As Rickert would have it, Mitsubishi has an obligation — under Federal Air Regulation § 21.3 — to report these differences of opinion to the FAA. This regulation cannot and does not require aircraft manufacturers to notify the FAA everytime that an engineer, a pilot, or a civilian writes that a particular aircraft should have been designed differently or that it is flawed. Were that the rule, aircraft manufacturers would spend most of their time reporting to the FAA and the FAA would be buried in reports noting differences of opinion concerning aircraft design and aircraft failure.
More importantly, Rickert’s understanding of Mitsubishi’s obligations under FAR § 21.3 would effectively gut GARA. If this regulation required aircraft manufacturers to report all differences of opinion, then the failure to report these differences of opinion would constitute a “withholding.” This “withholding,” in turn, would satisfy one of GARA’s exceptions and allow parties to bring suits 20, 30, or 40 years after the manufacture of an aircraft, provided only that: (1) the party produced an article, a letter, or a report stating that the aircraft had been *385poorly or incorrectly designed or manufactured; and (2) the party showed that the manufacturer had not reported the article’s, letter’s, or report’s contentions to the FAA. That is not the law, and neither GABA nor FAR § 21.3 produce such an absurd result.

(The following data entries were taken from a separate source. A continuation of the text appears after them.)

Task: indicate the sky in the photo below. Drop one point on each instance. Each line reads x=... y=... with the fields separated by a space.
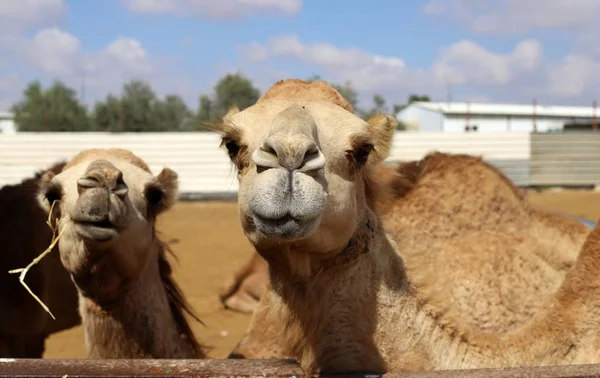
x=509 y=51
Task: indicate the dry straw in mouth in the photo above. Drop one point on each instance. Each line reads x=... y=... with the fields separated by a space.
x=24 y=271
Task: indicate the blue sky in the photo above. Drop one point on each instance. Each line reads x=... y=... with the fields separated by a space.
x=475 y=50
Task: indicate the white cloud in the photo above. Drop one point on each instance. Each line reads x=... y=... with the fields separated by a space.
x=215 y=9
x=366 y=71
x=518 y=16
x=19 y=15
x=471 y=70
x=468 y=63
x=56 y=54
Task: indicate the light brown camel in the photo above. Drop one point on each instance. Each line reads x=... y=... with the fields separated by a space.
x=340 y=297
x=457 y=223
x=24 y=325
x=129 y=303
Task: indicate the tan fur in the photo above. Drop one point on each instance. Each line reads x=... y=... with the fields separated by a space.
x=115 y=152
x=130 y=305
x=381 y=303
x=294 y=89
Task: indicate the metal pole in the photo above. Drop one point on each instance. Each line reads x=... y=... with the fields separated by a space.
x=534 y=116
x=468 y=116
x=594 y=116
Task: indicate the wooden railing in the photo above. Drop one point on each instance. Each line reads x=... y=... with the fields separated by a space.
x=250 y=368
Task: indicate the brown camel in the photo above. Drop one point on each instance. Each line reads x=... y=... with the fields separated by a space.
x=430 y=206
x=340 y=297
x=24 y=234
x=128 y=301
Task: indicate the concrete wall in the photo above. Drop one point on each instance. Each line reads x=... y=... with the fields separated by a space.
x=421 y=119
x=205 y=169
x=502 y=124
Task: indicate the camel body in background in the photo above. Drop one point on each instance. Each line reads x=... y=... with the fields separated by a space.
x=24 y=234
x=341 y=296
x=129 y=304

This issue aside, the Court agrees with Rickert’s contention that Mitsubishi’s discovery conduct has been abysmal. Mitsubishi’s conduct with respect to producing the Vinton letters and a Rule 30(b)(6) witness has been entirely improper. This Court does not and will not tolerate dilatory discovery tactics. In this Court, the general rule is that most discovery should be self-executing, and that the remainder of discovery should be conducted quickly and efficiently. Mitsubishi apparently fails to understand this rule.
The Court is sensitive to Rickert’s allegation that had Mitsubishi not stymied her discovery efforts, she would have been able to present evidence sufficient to defeat Mitsubishi’s summary judgment motion. For this reason, the Court will stay its summary judgment order and allow limited additional discovery.
No later than ten days from this order’s date, Mitsubishi will produce the remaining four “Vinton letters” that it failed to produce before this Court entered its order. If there are any additional letters between Vinton and Nakagawa, Mitsubishi will produce those as well. Within the same time period, Mitsubishi also must produce its best copy of the Evans letter, and any additional documents it may have concerning Evans and his icing opinions.
No later than twenty days following the date on which it produces these documents, Mitsubishi will produce its Rule 30(b)(6) witness for a deposition in the United States. The Court will not tolerate further discovery disputes caused by Mitsubishi’s stonewalling. This Court will hear all discovery disputes from this point forward, and will not hesitate to sanction any party who fails to comply with the discovery rules and this Court’s orders.
The Court therefore ORDERS that its summary judgment order is stayed pending the limited additional discovery set forth in this order. The additional discovery should be complete no later than thirty days from this order’s date. Rickert has ten days from the date on which she completes her additional discovery to file a supplemental response to Mitsubishi’s summary judgment motion. Rickert will serve her supplemental response on Mitsubishi by facsimile, and Mitsubishi will have five days from that date in which to respond.